All in the timing
Guest column
ACON’s Director of HIV and Sexual Health, Geoff Honnor, responds to last week’s column by Gerry North
Is timing everything or what? No sooner had Gerry North’s piece, Throwing away the condom – Are we mad? hit the streets last week than the NSW Ministry of Health released the NSW HIV notifications data for 2012, which had the effect of adding an impressive line-up of metaphorical exclamation marks to the header. In publishing that’s called a serendipitous confluence of events.
Gerry’s is a rhetorical question of course. Gay men would be certifiably insane to throw away the most assured means of preventing HIV transmission available and the good news is we haven’t; at least not according to the Sydney Gay Community Periodic Survey.
The SGCPS (to give it the official acronym) is the UNSW-based Centre for Social Research (Formerly the National Centre for HIV Social Research) survey of HIV/STI-related risk practice in around 3,000 Sydney gay men, conducted every year since 1996. Some of you will recall it as the questionnaire you fill out so you can be in the shade at Fair Day.

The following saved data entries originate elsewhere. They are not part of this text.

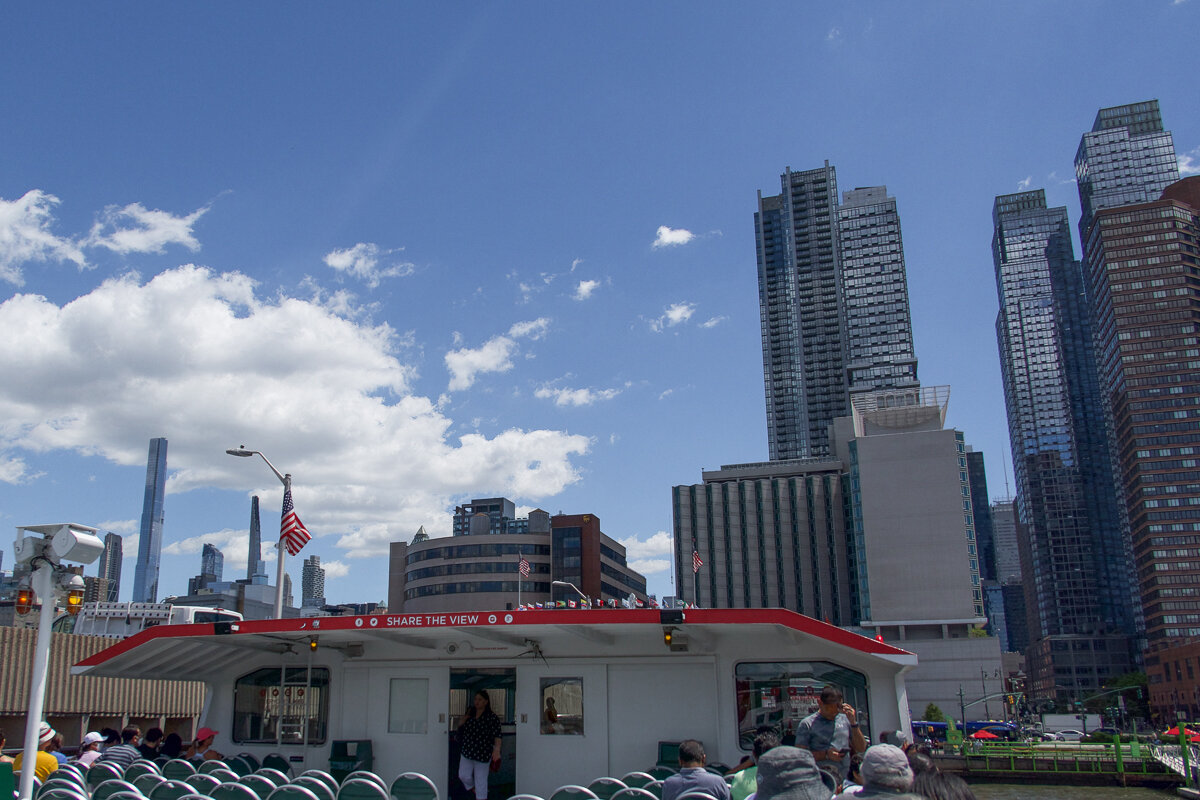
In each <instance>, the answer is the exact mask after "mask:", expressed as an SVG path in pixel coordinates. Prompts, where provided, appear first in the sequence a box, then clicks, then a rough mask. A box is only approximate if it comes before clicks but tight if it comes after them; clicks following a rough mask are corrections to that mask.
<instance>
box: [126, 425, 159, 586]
mask: <svg viewBox="0 0 1200 800" xmlns="http://www.w3.org/2000/svg"><path fill="white" fill-rule="evenodd" d="M166 494H167V440H166V439H162V438H160V439H151V440H150V456H149V458H148V461H146V488H145V497H144V499H143V501H142V535H140V537H139V539H138V563H137V566H136V567H134V569H133V602H139V603H152V602H156V601H157V600H158V555H160V552H161V551H162V523H163V505H164V499H166Z"/></svg>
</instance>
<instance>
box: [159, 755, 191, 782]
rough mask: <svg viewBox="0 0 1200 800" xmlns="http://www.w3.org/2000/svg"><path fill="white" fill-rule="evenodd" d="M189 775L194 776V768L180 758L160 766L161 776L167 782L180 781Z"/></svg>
mask: <svg viewBox="0 0 1200 800" xmlns="http://www.w3.org/2000/svg"><path fill="white" fill-rule="evenodd" d="M190 775H196V768H194V766H192V763H191V762H186V760H184V759H182V758H173V759H170V760H169V762H167V763H166V764H163V765H162V776H163V777H164V778H167V780H168V781H182V780H184V778H186V777H187V776H190Z"/></svg>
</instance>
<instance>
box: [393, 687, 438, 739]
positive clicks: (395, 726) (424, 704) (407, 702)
mask: <svg viewBox="0 0 1200 800" xmlns="http://www.w3.org/2000/svg"><path fill="white" fill-rule="evenodd" d="M428 720H430V680H428V679H427V678H392V679H391V684H390V686H389V692H388V733H419V734H426V733H428V727H430V723H428Z"/></svg>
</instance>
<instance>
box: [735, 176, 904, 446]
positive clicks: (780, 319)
mask: <svg viewBox="0 0 1200 800" xmlns="http://www.w3.org/2000/svg"><path fill="white" fill-rule="evenodd" d="M780 185H781V191H780V193H779V194H776V196H772V197H763V194H762V192H760V193H758V210H757V212H756V213H755V240H756V245H757V263H758V307H760V324H761V326H762V373H763V386H764V393H766V401H767V438H768V449H769V457H770V461H787V459H791V458H823V457H826V456H828V455H829V425H830V423H832V422H833V421H834V419H836V417H842V416H848V415H850V395H851V393H857V392H868V391H877V390H882V389H914V387H917V386H919V383H918V380H917V359H916V356H914V354H913V345H912V323H911V318H910V312H908V285H907V279H906V275H905V263H904V243H902V241H901V236H900V217H899V215H898V213H896V203H895V199H894V198H889V197H888V194H887V187H884V186H875V187H866V188H856V190H853V191H850V192H846V193H845V201H844V203H842V204H841V205H839V204H838V175H836V170H835V169H834V168H833V167H832V166H830V164H829V162H826V164H824V167H821V168H817V169H809V170H804V172H792V170H791V168H788V169H786V170H785V172H784V174H782V175H780Z"/></svg>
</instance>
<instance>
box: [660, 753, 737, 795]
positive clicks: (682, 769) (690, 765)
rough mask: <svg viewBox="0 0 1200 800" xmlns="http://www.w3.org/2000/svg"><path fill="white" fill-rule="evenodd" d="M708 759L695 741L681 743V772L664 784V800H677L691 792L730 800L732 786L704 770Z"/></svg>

In relation to condom use, the February 2013 Survey tells us that of the 1,565 guys who reported having a casual sex partner in the previous six months, 300 (19%) reported no anal intercourse (a fairly consistent figure over the years); 695 (44%) reported always using a condom and 570 guys (36.4%) reported at least one instance of unprotected sex.
In 2009, by comparison, the figures were 252 (16%); 743 (47%); 583 (37%) and that’s enough figures. So while there’s certainly been some slight shifts in trend in the intervening period, ‘wholesale abandonment’ doesn’t exactly leap out at you.
It’s worth pointing out that many of these encounters will be ‘safe’ in that they involve guys whose HIV status is known to each and to each other. For instance, if two poz guys decide not to use condoms, and are aware of the STI transmission risks involved, it’s hardly the end of gay culture as we know it. More than likely they’ll be on treatment and if so their virus is likely to be optimally suppressed or ‘undetectable’ as the terminology du jour would have it. It’s more the optimistic notion of ‘neg/neg serosorting’ with the hot, asset-packed stranger who recalls his last test kind of when…was it…shit…when…Adele won her first Grammy…? that should have you lunging for the condoms and lube.
Regardless, if we’re not exactly throwing the condoms away, these data certainly suggest that they’re not always in the back pocket and Gerry is absolutely right to point to the dramatically changed nature of the lived HIV experience as fundamental to that shift.
Once diagnosis = death vanished from the equation, everything changed, everywhere and for good. Most guys diagnosed in the last few years will more than likely have a normal lifespan and be able to live life to the full in ways not that much different to the negative guys around them with one crucial exception: for virtually all of us, it’s a wellness utterly reliant on continued access to effective antiretroviral therapy. A few weeks off the meds and viral loads soar and CD4 counts drop. A year or so down the track it’s really bad retro – Maria Callas, candles and Forgettable AIDS Movies revisited. That should be more than enough incentive for you to join us in bringing the whole thing to a long overdue closure.
Test and Treat are kind of the easy bits. Staying Safe is the glue that holds it together. We can’t end HIV without that Staying Safe adhesive and we would be mad to pass up that opportunity.